NGCloud report base class of every pipeline.

To combind custom pipeline with ngreport, __init__() signature must match Report. Setup the custom logics in template_config()

Raises:

TypeError

When initiate this class directly, or subclass does not implement template_config()

Attributes

job_info (Path object)
out_dir (Path object)
report_root (Path object)
stage_classnames (list of class) List of stage class name in order used in for this pipeline report.
static_roots (Path object) Path to the template static file dir

Methods

copy_static() Copy template statics files to output dir.
generate(job_dir, out_dir) Render a report and output to given directory.
output_report() Output rendered htmls to output directory.
render_report() Put real results into report template and return rendered html.
template_config() Setup configuration for report templates.
stage_classnames = [<class 'ngcloud.report.Stage'>]

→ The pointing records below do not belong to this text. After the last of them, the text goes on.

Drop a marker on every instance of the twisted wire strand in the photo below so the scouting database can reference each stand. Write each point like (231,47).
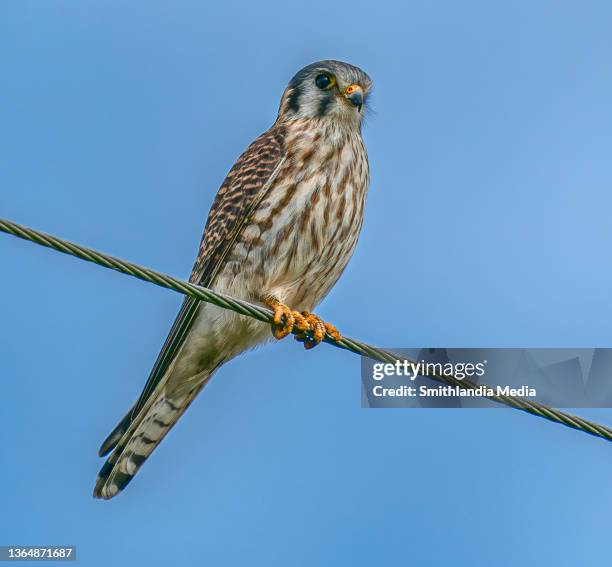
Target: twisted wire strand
(265,315)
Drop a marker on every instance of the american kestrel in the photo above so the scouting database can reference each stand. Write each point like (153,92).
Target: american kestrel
(280,232)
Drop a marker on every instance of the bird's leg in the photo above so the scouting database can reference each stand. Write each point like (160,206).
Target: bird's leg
(318,329)
(308,327)
(285,319)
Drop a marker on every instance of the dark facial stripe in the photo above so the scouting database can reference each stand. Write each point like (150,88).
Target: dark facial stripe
(323,105)
(293,99)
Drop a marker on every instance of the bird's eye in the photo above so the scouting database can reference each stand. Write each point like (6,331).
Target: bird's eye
(324,81)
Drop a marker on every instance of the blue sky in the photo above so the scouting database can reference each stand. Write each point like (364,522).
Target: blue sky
(487,225)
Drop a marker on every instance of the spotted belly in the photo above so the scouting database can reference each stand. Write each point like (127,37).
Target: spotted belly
(303,233)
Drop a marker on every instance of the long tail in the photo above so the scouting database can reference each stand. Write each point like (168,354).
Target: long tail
(134,439)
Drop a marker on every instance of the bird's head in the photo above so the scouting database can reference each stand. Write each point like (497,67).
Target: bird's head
(327,89)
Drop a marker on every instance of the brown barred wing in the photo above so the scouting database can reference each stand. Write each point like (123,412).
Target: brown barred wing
(243,189)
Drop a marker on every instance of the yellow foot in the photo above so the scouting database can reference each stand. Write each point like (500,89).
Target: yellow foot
(309,329)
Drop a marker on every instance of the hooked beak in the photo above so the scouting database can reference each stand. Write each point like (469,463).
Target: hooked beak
(354,94)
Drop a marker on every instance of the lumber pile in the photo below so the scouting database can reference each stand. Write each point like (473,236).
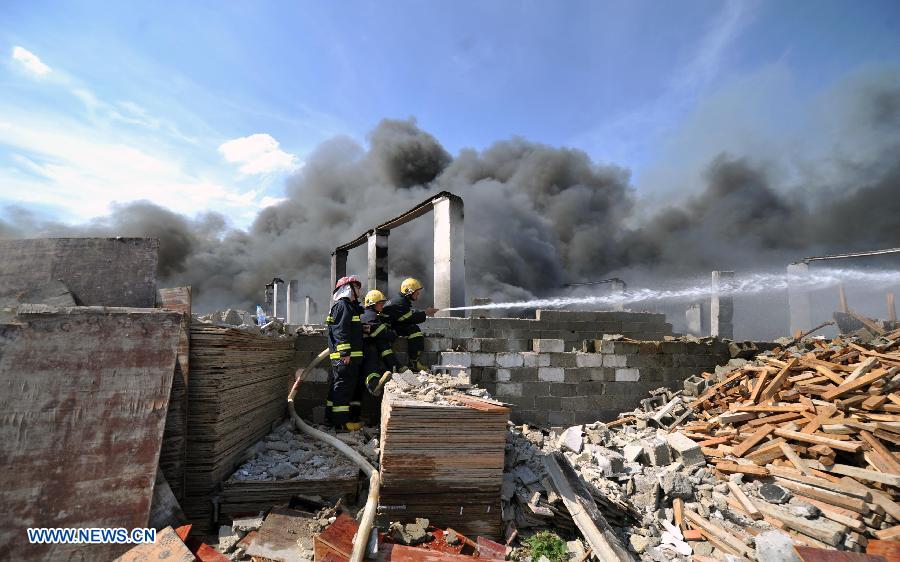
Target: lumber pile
(822,422)
(238,384)
(442,457)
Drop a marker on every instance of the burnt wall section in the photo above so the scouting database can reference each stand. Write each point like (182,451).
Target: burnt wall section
(551,387)
(97,271)
(84,393)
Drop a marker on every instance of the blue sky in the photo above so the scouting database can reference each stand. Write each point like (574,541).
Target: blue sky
(210,105)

(List of class name) Store the sequence of stages in use.

Specify names of subclass of Stage. One only needs to pass names of the stage class, don’t initiate the stage class.

stage_classnames = [IndexStage, QCStage]

See Stage for how to write a new stage class

static_roots = ['']

(list of) path-like object to root dir of report static files, such as JS, CSS files for making html pages.

For example,

static_roots = Path('my/report/static')

where below my/report/static has needed js, css, img files.

A common case will be to extend existed pipelines, then both shared static files and custom static files can be uesd by giving a list of paths to root of static files.

from ngcloud.pipe import get_shared_static_root  # get builtin static
static_roots = [get_shared_static_root(), '/path/to/my/static']

See Extend Builtin Pipeline for more inforation.

__init__()[source]

Call template_config(). Don’t override me.

generate(job_dir, out_dir)[source]

Render a report and output to given directory.

The whole process breaks down into follwoing parts:

  1. read NGS result as JobInfo
  2. render report, covered by render_report()
  3. copy template-related static files such as JS and CSS into output dir, covered by copy_static()
  4. copy stage-related static files into output dir. Call each Stage.copy_static() respectively
  5. output rendered reports into output dir, covered by output_report()

Warning

Override this function with care. You might break the logic.

render_report()[source]

Put real results into report template and return rendered html.

copy_static()[source]

Copy template statics files to output dir.

Files under each path specifed by static_roots will be copied to folder static below report_root.

output_report()[source]

Output rendered htmls to output directory.

No original data is involved, just some file I/Oing.

template_config()[source]

Setup configuration for report templates.

One could also put the extra logics here for custom report, since this function will always be called by __init__()

ngcloud.report.gen_report(pipe_report_cls, job_dir, out_dir)[source]

Generate a NGCloud report.

For normal usage, one can use ngreport command instead of calling this Python function directly.

Parameters:

pipe_report_cls: str

Name of the Python class to generate the report of certain pipeline.

job_dir: path-like object

out_dir: path-like object

Notes

To extend NGCloud with your custom pipeline, inherit Report and call this function manually.

ngcloud.report.main()[source]

Store the logics for ngreport.

If one wants to use ngreport‘s functionality, try calling gen_report() not this function.